I don't think there is such a name (I looked, but of course how can you find a lack of a name)?

I suggest the name "Incorporeal Horde", though I would apply it to the full collection of null or degenerate objects - zero size collections, null, undefined, nothing, None, NAN (arguably is a different kind of edge case), DBNull, void, empty string (arguably an empty collection special case), missing dictionary entries, etc.

And I wouldn't call it an anti-pattern, per se, but as an issue in software development, especially in the case where your programming environment requires you to write separate code for many of those cases.

Apologies for a fairly non informative answer, but I think it's the best that can be done. Plus, if the world adopts a name due to your question it could become a correct answer.

  • I love "Incorporeal Horde". – Sean McMillan Aug 30 '11 at 20:09
  • Sounds like 'Magic the Gathering'. I Like it. +1. – keppla Aug 31 '11 at 6:23

In F# this is provided through an Option Type (similarly to earlier languages in the same family). I have used the same concept in a C# project where I have a rule that I try to never return null from a function, but I return the Option<T> of that type of there's a possibility of a None value.

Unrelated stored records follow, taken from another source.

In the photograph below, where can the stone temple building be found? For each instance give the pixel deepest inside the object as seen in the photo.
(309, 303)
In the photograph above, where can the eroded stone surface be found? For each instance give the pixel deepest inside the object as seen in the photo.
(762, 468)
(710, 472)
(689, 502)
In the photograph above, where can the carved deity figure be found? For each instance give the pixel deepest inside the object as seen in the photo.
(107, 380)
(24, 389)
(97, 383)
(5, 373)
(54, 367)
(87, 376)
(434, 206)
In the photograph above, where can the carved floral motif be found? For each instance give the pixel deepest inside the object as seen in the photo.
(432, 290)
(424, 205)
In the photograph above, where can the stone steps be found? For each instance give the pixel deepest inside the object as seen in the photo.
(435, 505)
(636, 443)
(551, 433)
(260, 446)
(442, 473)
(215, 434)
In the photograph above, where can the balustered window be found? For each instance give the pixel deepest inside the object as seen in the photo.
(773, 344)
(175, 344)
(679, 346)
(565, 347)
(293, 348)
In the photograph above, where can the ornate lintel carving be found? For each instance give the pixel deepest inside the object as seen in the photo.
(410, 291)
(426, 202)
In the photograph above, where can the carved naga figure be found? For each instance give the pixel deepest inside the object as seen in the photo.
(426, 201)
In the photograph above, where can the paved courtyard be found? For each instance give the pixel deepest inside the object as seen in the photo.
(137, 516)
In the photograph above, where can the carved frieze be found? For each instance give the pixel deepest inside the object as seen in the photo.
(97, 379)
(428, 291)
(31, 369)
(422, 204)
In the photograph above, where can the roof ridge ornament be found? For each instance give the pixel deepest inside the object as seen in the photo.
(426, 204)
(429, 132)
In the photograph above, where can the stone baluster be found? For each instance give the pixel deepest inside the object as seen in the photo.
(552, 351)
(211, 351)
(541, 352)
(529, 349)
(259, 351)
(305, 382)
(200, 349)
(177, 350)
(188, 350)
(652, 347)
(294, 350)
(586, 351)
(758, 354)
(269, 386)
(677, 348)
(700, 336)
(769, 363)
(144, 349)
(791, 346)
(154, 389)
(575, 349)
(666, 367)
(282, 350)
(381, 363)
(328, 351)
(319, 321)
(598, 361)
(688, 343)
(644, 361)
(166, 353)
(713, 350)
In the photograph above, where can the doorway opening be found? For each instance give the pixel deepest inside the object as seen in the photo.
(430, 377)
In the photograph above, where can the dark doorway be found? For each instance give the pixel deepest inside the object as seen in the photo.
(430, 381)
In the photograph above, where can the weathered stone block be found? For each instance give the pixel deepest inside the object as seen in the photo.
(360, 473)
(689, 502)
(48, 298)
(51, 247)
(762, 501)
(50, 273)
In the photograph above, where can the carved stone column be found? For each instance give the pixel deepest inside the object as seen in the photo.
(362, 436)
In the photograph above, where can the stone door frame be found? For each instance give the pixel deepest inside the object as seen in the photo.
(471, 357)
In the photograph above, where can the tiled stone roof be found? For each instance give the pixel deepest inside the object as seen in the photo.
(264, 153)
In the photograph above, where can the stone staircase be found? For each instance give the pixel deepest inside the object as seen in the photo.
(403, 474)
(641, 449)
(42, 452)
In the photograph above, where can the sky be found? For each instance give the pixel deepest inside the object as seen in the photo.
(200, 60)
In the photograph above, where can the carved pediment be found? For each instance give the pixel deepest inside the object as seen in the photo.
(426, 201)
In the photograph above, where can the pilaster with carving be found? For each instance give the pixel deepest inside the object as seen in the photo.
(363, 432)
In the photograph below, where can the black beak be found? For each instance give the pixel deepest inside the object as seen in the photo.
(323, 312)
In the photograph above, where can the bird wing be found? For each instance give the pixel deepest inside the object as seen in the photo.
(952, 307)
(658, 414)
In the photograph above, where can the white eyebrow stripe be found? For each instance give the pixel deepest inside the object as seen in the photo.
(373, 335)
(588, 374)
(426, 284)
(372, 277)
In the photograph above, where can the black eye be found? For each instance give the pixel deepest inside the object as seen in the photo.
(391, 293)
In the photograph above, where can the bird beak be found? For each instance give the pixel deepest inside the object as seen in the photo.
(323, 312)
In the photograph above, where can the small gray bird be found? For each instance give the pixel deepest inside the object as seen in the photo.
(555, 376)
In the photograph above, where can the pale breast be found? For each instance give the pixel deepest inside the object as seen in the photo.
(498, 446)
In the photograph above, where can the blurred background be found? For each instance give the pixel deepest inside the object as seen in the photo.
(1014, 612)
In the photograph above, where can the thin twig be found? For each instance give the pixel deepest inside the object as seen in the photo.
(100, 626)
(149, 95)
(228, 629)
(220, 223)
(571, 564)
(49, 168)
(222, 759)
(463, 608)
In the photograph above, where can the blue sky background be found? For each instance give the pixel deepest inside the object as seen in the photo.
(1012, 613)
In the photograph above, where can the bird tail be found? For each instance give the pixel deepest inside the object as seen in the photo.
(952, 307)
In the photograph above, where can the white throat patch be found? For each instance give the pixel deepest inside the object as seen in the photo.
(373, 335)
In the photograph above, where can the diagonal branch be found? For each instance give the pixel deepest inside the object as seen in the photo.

That way the calling code knows that it has to deal with that possibility in the return value.

I would prefer to have non-nullable reference types, just like we now have nullable value types, but that's another story.


In JavaScript, this is referred to as undefined, which is a unique sentinel value, distinct from null.

You get undefined by either evaluating the global variable undefined, or a property of an object, that is not defined or by evaluating a statement, that doesn't return a value, such as calls to functions, that don't return anything, or a block or a variable declaration (although those two aren't valid expressions, so you will only encounter that in a JavaScript REPL).

When the undefined value is coerced to be an Object it becomes null, but it is not null.

Here's a little illustration:

var a = [1, 2, 3];//undefined

var o = { foo: "123" };//undefined

function bar() { return null; };//undefined
function foo() { /*just an empty block*/};//undefined

typeof undefined;//"undefined"
typeof null;//"object"
null == undefined;//true - that is because undefined is converted to an object for comparison and thus yields null
null === undefined;//false - because they are not the same

I think it is reasonable to call undefined values (in contrast to values defined to be null) undefined, if that is your question. Using a unique sentinel value to communicate the absence of a defined value is a workable solution for dynamic languages, although it is often poorly understood.